La actriz de Bridgerton y Sex Education visitó el Golfo de Chiriquí y compartió imágenes de los paisajes que encontró durante su paso por Panamá. Su visita vuelve a poner sobre la mesa una pregunta importante: si el mundo viene a Panamá buscando naturaleza, ¿por qué no apostamos más por protegerla?

A veces necesitamos que alguien venga desde lejos para recordarnos el valor de lo que tenemos frente a nuestros ojos. La actriz británica Simone Ashley, conocida mundialmente por sus papeles en Bridgerton y Sex Education, visitó recientemente el Golfo de Chiriquí, Panamá, y compartió parte de su experiencia rodeada de naturaleza.
Mar, bosques, paisajes tropicales y algunos de los ecosistemas más extraordinarios del Pacífico panameño fueron parte del escenario. Su visita deja una reflexión que va mucho más allá de una celebridad disfrutando de Panamá y es que la naturaleza también puede ser desarrollo.
El mundo viene a Panamá buscando naturaleza
Las personas que cruzan miles de kilómetros para conocer Panamá, buscan aquello que precisamente no puede encontrar en cualquier lugar Manglares, delfines, ballenas, aves, playas, bosques, comunidades y culturas vinculadas a esos territorios.
El Golfo de Chiriquí reúne todos esos elementos y tiene un enorme potencial para desarrollar experiencias de turismo sostenible en Chiriquí capaces de generar oportunidades económicas mientras conservan aquello que hace único al destino.

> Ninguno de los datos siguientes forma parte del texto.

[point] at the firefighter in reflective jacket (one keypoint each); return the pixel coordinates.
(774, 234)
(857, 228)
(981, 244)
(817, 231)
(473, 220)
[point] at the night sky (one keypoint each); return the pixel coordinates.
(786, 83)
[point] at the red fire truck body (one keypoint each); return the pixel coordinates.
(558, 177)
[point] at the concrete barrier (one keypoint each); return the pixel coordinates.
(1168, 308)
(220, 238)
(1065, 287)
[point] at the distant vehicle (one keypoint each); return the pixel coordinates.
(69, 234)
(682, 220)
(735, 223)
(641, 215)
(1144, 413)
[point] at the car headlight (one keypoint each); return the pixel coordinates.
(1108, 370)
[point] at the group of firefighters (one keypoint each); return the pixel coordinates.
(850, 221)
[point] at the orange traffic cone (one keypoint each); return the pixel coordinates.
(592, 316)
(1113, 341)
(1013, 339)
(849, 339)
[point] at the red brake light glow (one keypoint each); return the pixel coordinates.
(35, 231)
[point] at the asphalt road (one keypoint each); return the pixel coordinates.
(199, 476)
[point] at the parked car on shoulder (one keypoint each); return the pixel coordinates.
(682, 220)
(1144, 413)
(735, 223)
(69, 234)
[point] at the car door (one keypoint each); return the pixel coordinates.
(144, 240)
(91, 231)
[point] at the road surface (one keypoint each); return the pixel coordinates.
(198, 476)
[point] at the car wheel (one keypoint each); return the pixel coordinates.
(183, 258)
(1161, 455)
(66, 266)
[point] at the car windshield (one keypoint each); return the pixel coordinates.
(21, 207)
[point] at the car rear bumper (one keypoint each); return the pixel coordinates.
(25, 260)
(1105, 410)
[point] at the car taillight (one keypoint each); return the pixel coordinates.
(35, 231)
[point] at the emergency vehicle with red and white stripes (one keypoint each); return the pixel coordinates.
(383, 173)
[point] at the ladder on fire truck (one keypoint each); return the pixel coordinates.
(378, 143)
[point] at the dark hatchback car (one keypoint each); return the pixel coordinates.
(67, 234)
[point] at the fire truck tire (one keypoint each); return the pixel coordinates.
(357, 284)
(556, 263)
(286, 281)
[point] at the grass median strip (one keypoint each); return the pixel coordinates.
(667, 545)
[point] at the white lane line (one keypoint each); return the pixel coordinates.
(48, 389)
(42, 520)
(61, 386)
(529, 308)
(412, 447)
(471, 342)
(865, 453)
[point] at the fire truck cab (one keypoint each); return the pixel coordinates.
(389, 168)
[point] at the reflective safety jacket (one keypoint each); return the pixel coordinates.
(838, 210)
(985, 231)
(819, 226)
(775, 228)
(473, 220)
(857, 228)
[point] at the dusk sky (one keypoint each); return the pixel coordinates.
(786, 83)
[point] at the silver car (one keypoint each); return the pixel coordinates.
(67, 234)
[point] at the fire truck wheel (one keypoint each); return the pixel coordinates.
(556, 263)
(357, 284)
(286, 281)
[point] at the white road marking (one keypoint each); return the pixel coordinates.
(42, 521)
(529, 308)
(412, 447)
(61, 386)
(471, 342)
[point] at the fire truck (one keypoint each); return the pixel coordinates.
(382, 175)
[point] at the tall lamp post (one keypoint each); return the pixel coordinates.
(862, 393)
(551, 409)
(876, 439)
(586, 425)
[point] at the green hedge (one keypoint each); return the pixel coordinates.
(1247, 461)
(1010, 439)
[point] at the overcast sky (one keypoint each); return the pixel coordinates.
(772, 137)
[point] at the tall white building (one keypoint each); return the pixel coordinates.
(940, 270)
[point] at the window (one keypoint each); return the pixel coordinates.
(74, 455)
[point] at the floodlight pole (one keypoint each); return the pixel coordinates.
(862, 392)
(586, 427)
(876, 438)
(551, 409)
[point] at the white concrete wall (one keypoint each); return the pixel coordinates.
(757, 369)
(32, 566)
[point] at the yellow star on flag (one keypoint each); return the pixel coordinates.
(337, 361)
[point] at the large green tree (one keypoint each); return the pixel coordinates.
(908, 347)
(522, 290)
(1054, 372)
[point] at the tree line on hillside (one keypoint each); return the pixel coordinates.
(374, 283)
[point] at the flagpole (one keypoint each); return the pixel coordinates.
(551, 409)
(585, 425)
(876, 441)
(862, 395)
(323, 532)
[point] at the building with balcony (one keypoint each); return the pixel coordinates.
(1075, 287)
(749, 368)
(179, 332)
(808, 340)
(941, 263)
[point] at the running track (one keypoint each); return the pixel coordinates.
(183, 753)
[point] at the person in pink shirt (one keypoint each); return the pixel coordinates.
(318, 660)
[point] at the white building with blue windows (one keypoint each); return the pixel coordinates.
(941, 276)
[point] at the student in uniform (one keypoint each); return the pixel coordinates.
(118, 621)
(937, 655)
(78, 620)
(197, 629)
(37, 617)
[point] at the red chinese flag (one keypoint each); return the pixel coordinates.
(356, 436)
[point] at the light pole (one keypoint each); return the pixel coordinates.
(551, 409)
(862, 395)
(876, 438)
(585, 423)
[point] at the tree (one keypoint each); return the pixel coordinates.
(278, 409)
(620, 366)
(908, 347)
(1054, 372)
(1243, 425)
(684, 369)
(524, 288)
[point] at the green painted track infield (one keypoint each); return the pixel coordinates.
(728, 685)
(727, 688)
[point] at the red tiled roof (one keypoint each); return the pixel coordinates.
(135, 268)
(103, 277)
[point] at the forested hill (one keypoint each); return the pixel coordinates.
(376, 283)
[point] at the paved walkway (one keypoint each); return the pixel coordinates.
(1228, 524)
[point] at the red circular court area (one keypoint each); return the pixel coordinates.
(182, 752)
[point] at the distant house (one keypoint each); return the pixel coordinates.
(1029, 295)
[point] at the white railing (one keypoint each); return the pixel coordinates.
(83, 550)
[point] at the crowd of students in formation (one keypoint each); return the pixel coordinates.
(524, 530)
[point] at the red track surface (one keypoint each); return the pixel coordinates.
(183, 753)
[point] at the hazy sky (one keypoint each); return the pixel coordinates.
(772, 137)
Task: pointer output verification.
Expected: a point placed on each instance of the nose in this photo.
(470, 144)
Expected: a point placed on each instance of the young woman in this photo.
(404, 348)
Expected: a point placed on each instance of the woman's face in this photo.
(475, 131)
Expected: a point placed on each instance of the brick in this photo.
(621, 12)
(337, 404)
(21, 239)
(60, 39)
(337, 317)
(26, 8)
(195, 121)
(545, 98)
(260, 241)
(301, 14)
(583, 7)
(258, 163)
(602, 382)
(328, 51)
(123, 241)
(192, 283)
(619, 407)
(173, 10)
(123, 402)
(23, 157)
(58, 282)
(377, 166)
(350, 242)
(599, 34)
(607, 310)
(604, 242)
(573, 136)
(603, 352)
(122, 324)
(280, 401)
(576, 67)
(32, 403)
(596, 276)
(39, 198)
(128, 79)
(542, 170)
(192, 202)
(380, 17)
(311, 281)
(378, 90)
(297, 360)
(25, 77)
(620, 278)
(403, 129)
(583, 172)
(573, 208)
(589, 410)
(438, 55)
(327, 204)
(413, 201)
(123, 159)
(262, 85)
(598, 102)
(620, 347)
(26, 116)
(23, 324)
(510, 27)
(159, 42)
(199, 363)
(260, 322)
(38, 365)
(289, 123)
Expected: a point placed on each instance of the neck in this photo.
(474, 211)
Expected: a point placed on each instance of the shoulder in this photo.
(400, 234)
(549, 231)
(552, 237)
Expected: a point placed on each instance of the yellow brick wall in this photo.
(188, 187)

Los Manglares de David también tienen valor económico
Hablar de los Manglares de David no significa hablar únicamente de biodiversidad, la naturaleza también sostiene economías. Un ejemplo se encuentra en los manglares de Remedios, San Félix y San Lorenzo, en el Golfo de Chiriquí, cuyo aporte económico fue estimado en más de B/.27 millones al año, según datos citados por MiAmbiente, PNUD y CI.
El dato permite mirar los manglares desde otra perspectiva, un manglar protegido sostiene actividades vinculadas a la pesca, protege las costas, alberga biodiversidad y crea las condiciones para actividades como recorridos en kayak, observación de fauna, turismo comunitario y otras experiencias vinculadas a la naturaleza.
¿Qué desarrollo queremos para Chiriquí?
Esta pregunta adquiere especial relevancia frente al debate sobre Puerto Barú, en David, Chiriquí. El proyecto portuario ha abierto una discusión sobre el futuro de un territorio donde conviven manglares, biodiversidad, comunidades y actividades económicas vinculadas directamente con la salud de los ecosistemas.
Quizás allí está la conversación que Panamá necesita tener, no se trata de elegir entre naturaleza o desarrollo, se trata de preguntarnos qué tipo de desarrollo queremos. Porque probablemente no necsitamos construir más para ofrecer más.
La visita de Simone Ashley puede parecer una historia pequeña una actriz internacional llegó a Chiriquí, conoció sus paisajes y compartió con el mundo aquello que encontró. Pero detrás de esas imágenes existe algo mucho más grande y es que Panamá ya tiene algo que millones de personas alrededor del planeta están buscando naturaleza extraordinaria.
El desarrollo que buscamos no necesite necesariamente más cemento, necesita más naturaleza protegida y emprendimientos locales que preserven y sostengan más experiencias capaces de conectar a las personas con aquello que Panamá ya tiene.